Retrocedieron hasta un saliente cercano. Las estrellas habían desaparecido y clareaba detrás de las montañas. Tenían una magnífica vista de una extensión fantástica de picos blancos e irregulares, semejantes a dientes que se alzaban del suave paladar verde de la selva.
—Si echamos un vistazo a una de las puertas abiertas —dijo Tom— tal vez podamos deducir el mecanismo.
Volvieron sobre sus pasos y, cuatro o cinco tumbas más atrás, llegaron a una puerta resquebrajada. Se había partido por la mitad y una parte había caído hacia fuera. Borabay encendió otra antorcha y se detuvo indeciso en el umbral.
Se volvió hacia Philip.
—Yo cobarde —dijo, pasándole la antorcha—. Tú más valiente que yo. Tú entras.
Philip le dio un apretón en el hombro, cogió la antorcha y entró en la tumba. Tom y Vernon lo siguieron.

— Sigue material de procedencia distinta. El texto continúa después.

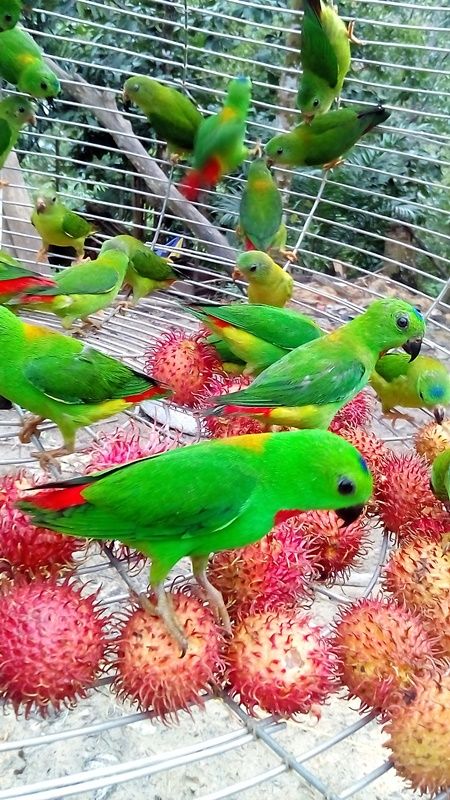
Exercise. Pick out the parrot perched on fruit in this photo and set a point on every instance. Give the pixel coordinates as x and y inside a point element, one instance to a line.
<point>23,65</point>
<point>440,476</point>
<point>219,143</point>
<point>425,383</point>
<point>15,278</point>
<point>173,116</point>
<point>147,272</point>
<point>207,497</point>
<point>60,226</point>
<point>15,112</point>
<point>325,57</point>
<point>326,139</point>
<point>259,335</point>
<point>261,212</point>
<point>10,11</point>
<point>79,290</point>
<point>59,378</point>
<point>268,283</point>
<point>308,386</point>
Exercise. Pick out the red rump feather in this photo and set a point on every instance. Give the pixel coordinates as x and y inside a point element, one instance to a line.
<point>58,499</point>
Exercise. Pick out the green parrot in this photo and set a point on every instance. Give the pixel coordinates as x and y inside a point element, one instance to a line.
<point>259,335</point>
<point>308,386</point>
<point>207,497</point>
<point>326,139</point>
<point>15,112</point>
<point>79,290</point>
<point>147,272</point>
<point>219,143</point>
<point>23,65</point>
<point>60,226</point>
<point>60,378</point>
<point>425,383</point>
<point>173,116</point>
<point>268,283</point>
<point>15,278</point>
<point>10,11</point>
<point>325,57</point>
<point>261,212</point>
<point>440,476</point>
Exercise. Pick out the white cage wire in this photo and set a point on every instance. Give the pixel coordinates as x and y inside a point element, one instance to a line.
<point>104,749</point>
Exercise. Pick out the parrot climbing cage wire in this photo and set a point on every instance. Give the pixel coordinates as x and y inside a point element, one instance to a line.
<point>378,225</point>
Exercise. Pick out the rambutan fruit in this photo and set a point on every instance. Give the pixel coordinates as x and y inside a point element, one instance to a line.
<point>357,413</point>
<point>266,575</point>
<point>123,445</point>
<point>419,735</point>
<point>222,427</point>
<point>403,491</point>
<point>52,641</point>
<point>281,662</point>
<point>433,439</point>
<point>381,648</point>
<point>184,362</point>
<point>150,671</point>
<point>24,548</point>
<point>337,545</point>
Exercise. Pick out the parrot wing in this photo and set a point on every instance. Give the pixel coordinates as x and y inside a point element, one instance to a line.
<point>295,384</point>
<point>75,226</point>
<point>86,377</point>
<point>317,54</point>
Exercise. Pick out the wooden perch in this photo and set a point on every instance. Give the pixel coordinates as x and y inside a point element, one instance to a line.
<point>104,108</point>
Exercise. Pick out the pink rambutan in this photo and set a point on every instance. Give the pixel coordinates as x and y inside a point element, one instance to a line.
<point>337,545</point>
<point>357,413</point>
<point>381,647</point>
<point>403,491</point>
<point>221,427</point>
<point>269,574</point>
<point>150,671</point>
<point>24,548</point>
<point>52,640</point>
<point>281,662</point>
<point>418,728</point>
<point>184,362</point>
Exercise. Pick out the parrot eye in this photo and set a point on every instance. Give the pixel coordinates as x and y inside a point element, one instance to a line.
<point>346,486</point>
<point>402,322</point>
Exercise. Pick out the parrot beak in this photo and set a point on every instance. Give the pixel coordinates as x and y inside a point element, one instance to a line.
<point>439,414</point>
<point>412,347</point>
<point>349,515</point>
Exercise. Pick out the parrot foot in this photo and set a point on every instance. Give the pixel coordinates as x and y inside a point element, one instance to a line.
<point>332,164</point>
<point>351,35</point>
<point>29,428</point>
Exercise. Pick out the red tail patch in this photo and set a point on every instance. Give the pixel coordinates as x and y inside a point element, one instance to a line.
<point>58,499</point>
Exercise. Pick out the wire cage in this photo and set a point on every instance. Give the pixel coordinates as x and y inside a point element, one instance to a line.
<point>376,226</point>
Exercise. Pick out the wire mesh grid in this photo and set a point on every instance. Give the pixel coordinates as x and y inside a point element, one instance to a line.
<point>376,226</point>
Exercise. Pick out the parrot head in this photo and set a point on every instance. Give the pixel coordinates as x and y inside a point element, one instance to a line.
<point>39,81</point>
<point>391,323</point>
<point>19,110</point>
<point>254,266</point>
<point>440,476</point>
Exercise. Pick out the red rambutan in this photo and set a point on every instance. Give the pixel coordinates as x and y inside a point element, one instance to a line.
<point>221,427</point>
<point>357,413</point>
<point>266,575</point>
<point>150,671</point>
<point>419,735</point>
<point>403,491</point>
<point>184,362</point>
<point>336,544</point>
<point>381,647</point>
<point>281,662</point>
<point>52,641</point>
<point>25,548</point>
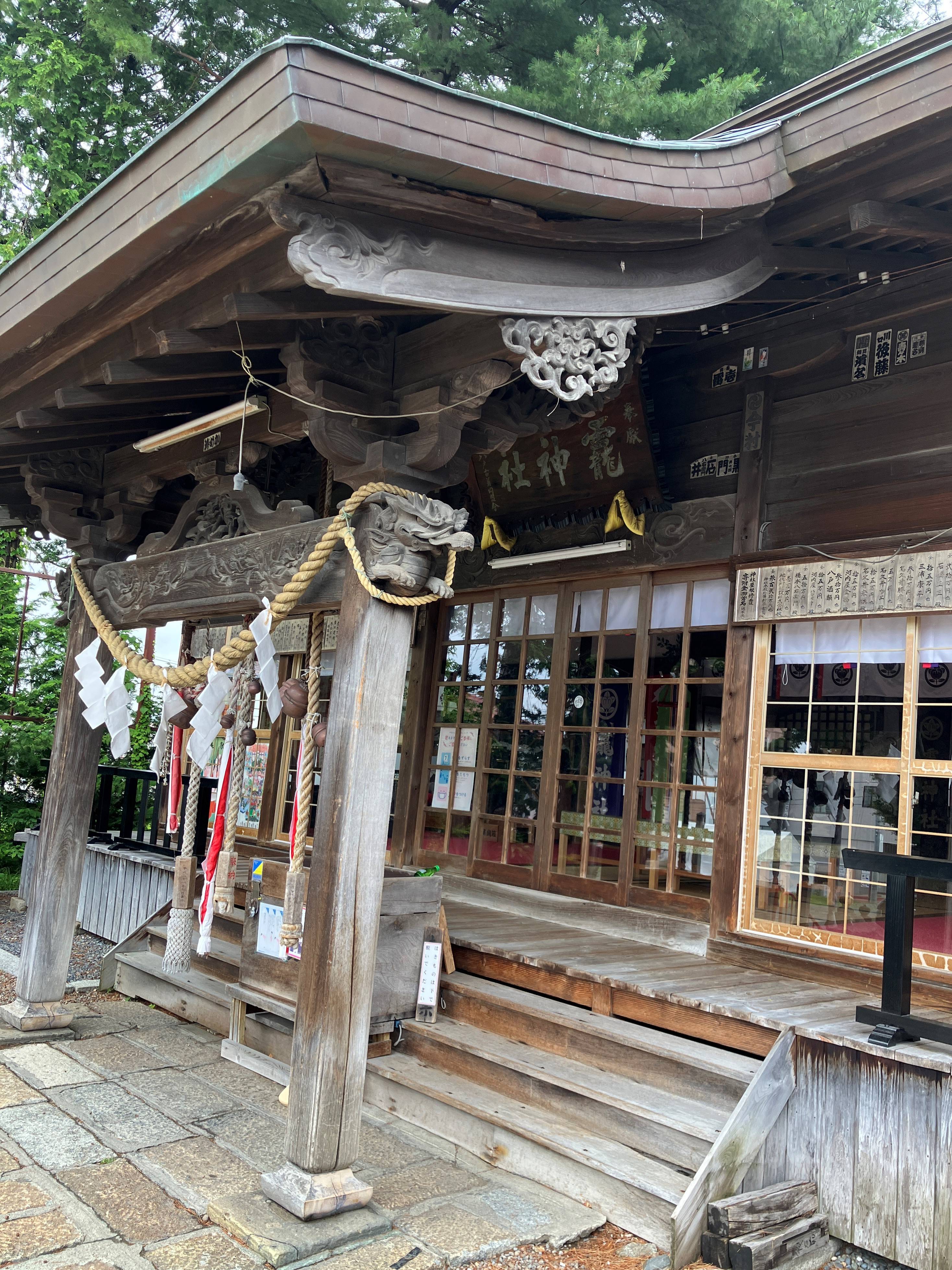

No era un espacio muy grande, tal vez dos metros y medio por tres. En el centro había una plataforma elevada de piedra, y sobre ella, una figura momificada, todavía erguida, con las piernas dobladas, los brazos cruzados en el regazo. El pelo largo y negro le caía en una trenza por la espalda y los labios secos se habían retirado de los dientes. De la boca abierta había caído un objeto. Cuando Tom lo examinó más de cerca, vio que era una pieza de jade tallada en forma de crisálida. Una mano de la momia sostenía un cilindro de madera pulida de unos cuarenta y cinco centímetros de longitud, decorado con jeroglíficos. Alrededor había una pequeña colección de objetos funerarios: figurillas de terracota, vasijas rotas, algunas tablillas de piedra tallada.